Zero to Jupyterhub for AWS in ansible
Ansible plays intended to set up a Jupyterhub instance from scratch. z2jh.yml tracks very closely with the AWS zero-to-jupyterhub readthedocs and idempotently sets up a Jupyterhub cluster. teardown.yml undoes up to a given level of the total installation, governed by which tags you specify. The default will only remove the Jupyterhub release.
blog post to see the playbook in action!Read our
- IAM role with attached policies: AmazonEC2FullAccess, IAMFullAccess, AmazonS3FullAccess, AmazonVPCFullAccess, AmazonElasticFileSystemFullAccess
- EC2 instance to serve as CI node provisioned (named [namespace]-ci) with key pair and above IAM role
- hosts file - put your CI node Public DNS (IPv4) as the only line of this
- namespace - many things are named based on this for consistency
- ansible_ssh_private_key_file - absolute path of key file (.pem) which you use to ssh into the CI node
- Ansible installed on local machine
Zero To Jupyterhub play
ansible-playbook -i hosts z2jh.yml -v
This will provision the AWS fixtures (EFS, S3) you need to create the infrastructure upon which Jupyterhub will run. It will create a Kubernetes cluster with kops as well and install Helm, Tiller, and download a given Jupyterhub chart and install it. Finally it will print the proxy LoadBalancer Ingress URL where you navigate a browser to use your Jupyterhub.
It is intended to be fully idempotent so feel free to run this and it will only create the fixtures and perform the operations if necessary. For example, if you already have an EFS called [namespace]-efs, it will not create a new one, it will use that. You could run it after manually deleting your Jupyterhub release and it would simply re-install a Jupyterhub release.
Modify the config templates as needed, these will generate the configs used in the helm install.
After running z2jh.yml, the default Jupyterhub authenticator uses PAM, which is very insecure (supply any username and password) and allows anyone else to log in to your Jupyterlab. Fortunately it's very easy to begin using Github Auth.
- Copy your LoadBalancer Ingress (proxy-public), the URL where you point a browser to use Jupyterhub.
- [Register your app on GitHub][https://github.com/settings/applications/new]
- Application Name: Something users will recognize and trust
- Homepage URL: http://[your ingress]
- Authorization callback URL: http://[your ingress]/hub/oauth_callback
- Copy the following to your group_vars/all file:
- ingress - include http/https but no trailing slash in this fully formed URL.

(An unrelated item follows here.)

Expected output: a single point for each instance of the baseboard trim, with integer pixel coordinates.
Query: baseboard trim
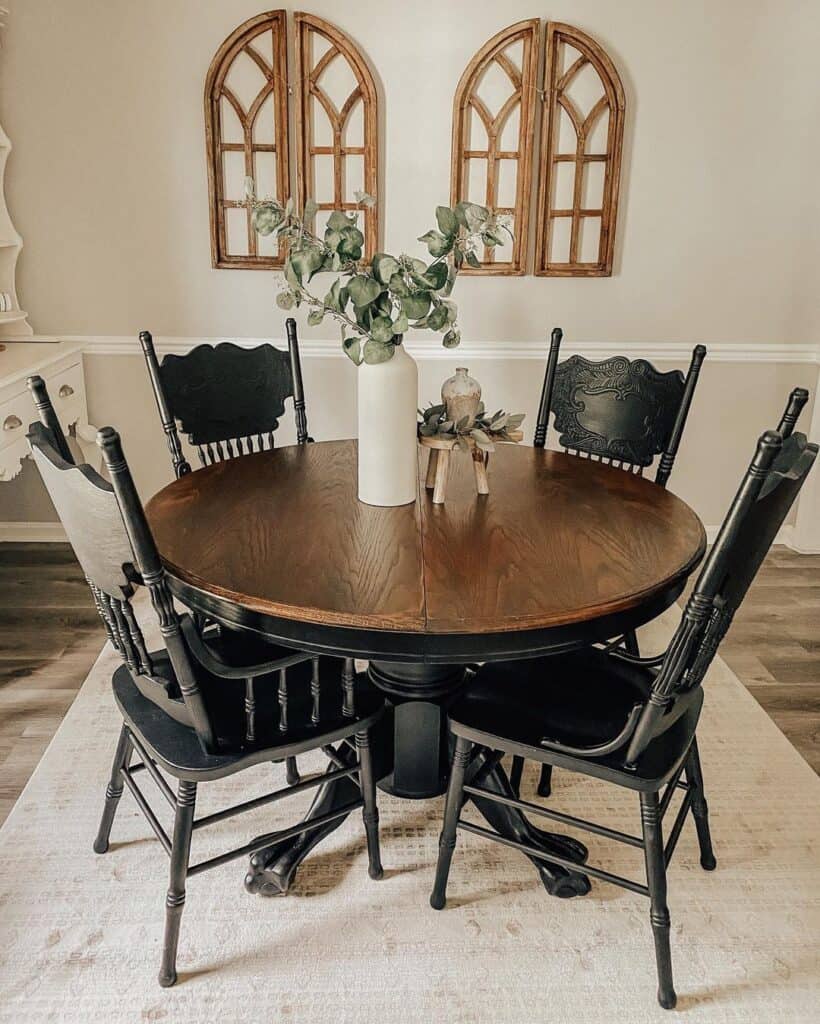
(36, 532)
(430, 348)
(48, 532)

ansible-playbook -i hosts apply_github_auth.yml -v
Teardown play (colloquially named jupyterhub-to-zero)
ansible-playbook -i hosts teardown.yml -v [-t TAG1 TAG2]
This will idempotently tear down everything needed for Jupyterhub, but only what you specify. It is intended to work with a cluster that was set up with z2jh.yml, it keys off of the names that are generated therein. I've included these tags to tear down UP THROUGH a given level of the installation.
- Default - remove Jupyterhub release
- kubernetes - remove k8s namespace and tear down kubernetes. (implies default)
- removing kubernetes without removing the EFS means it will go as far as it can, but eventually fail.
- all-fixtures - terminate efs, s3, and the ec2 CI node. (implies kubernetes and default) To be clear, specifying no tag will do default teardown, specifying kubernetes tag will do default and kubernetes teardown.
You may also specify specific tags for individual fixtures like fixture-ci to be sure the CI node is torn down in addition to the play being run. These do NOT imply any other work so use only in conjunction with the above tags.